In H. Rider Haggard’s 1885 best-selling novel, King Solomon’s Mines, the narrator, Allan Quatermain, leads two other Englishmen, Sir Henry Curtis and Captain Good, and a retinue of “native” hunters, bushwhackers, and bearers in search of a secret hoard of treasure hidden deep in the jungles of southern Africa. Captain Good’s “passion for civilised dress” nearly kills him. An enraged, injured bull elephant spots Good’s conspicuous trousers and gaiters. As the animal approaches, Good stumbles. One of the bearers springs to the rescue, throwing his spear at the elephant. He is trampled and eviscerated, but his death gives the others time to empty their magazines into the bull and kill it. “Though I am an old hand,” Quatermain reflects, “I felt a lump grow in my throat.” But before Quatermain is unmanned, another “native,” named Umbopa, reflects, “Ah well . . . he is dead, but he died like a man!”
Allan Quatermain was the Jack Ryan of late-Victorian and Edwardian fiction, revived in book after book, indomitable, unkillable, the empire’s finest shot, the secret weapon of governors and kings. The Quatermain stories made empire seem like rugged fun. Haggard was a minor colonial official in British Natal before he was a novelist. In King Solomon’s Mines, published at the peak of the “Scramble for Africa,” the elephant hunt reflects Haggard’s admiration for Natal’s white big-game hunters: their uncomplicated pleasure in decisive violence, their physical courage. Haggard’s British Empire is a playground for boys with the courage to carry a gun and the confidence to shoot it. Imperial power is stylised and condensed, expressed as a personal charisma.
And yet, as Jeffrey Auerbach shows in a rich new book, Imperial Boredom: Monotony and the British Empire, despite the parades and the hunts, even colonial governors in the late 19th century British Empire found their work endless, fruitless, and boring. Auerbach is primarily interested in the careers of men like Haggard (before his star turn): the small-time imperial administrators and their wives for whom running the British Empire was a living. Auerbach points out that even the most critical histories of towering colonial officials like Lord Curzon or Cecil Rhodes assume that they were in fact at the centre of colonial power. Auerbach’s empire is different, more diffuse, more peopled. In adventure stories, the British Empire was glamorous. In everyday experience, it was hateful drudgery.

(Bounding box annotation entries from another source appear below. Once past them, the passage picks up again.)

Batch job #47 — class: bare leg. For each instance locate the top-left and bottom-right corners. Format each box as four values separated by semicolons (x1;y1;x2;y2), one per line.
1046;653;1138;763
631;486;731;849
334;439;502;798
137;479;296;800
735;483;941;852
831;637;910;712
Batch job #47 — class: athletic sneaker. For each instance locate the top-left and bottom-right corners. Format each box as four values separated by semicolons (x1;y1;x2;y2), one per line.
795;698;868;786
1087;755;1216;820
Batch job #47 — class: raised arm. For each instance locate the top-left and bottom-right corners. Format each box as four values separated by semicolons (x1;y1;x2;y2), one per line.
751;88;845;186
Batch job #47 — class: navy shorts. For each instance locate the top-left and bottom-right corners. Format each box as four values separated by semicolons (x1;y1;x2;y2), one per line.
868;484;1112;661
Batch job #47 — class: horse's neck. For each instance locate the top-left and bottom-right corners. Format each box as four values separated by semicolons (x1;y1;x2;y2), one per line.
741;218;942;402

There was more than one way to kill an elephant in the British Empire. In his essay “Shooting an Elephant,” George Orwell remembers his own imperial elephant hunt with overwhelming bitterness. Like Haggard, Orwell was a minor colonial official before he was a writer, an “old hand” in British-ruled Burma. “At that time,” he wrote, “I had already made up my mind that imperialism was an evil thing.” He loathed his job as a district police officer, and he loathed the empire that had put him in it. But when a working elephant ran wild in heat, and its keeper went missing, Orwell was summoned to shoot it. He knew he shouldn’t. An elephant was valuable, and despite its killing a villager and wrecking several buildings, the elephant’s heat was already passing. It could not fairly be held responsible for the death or the damage it caused.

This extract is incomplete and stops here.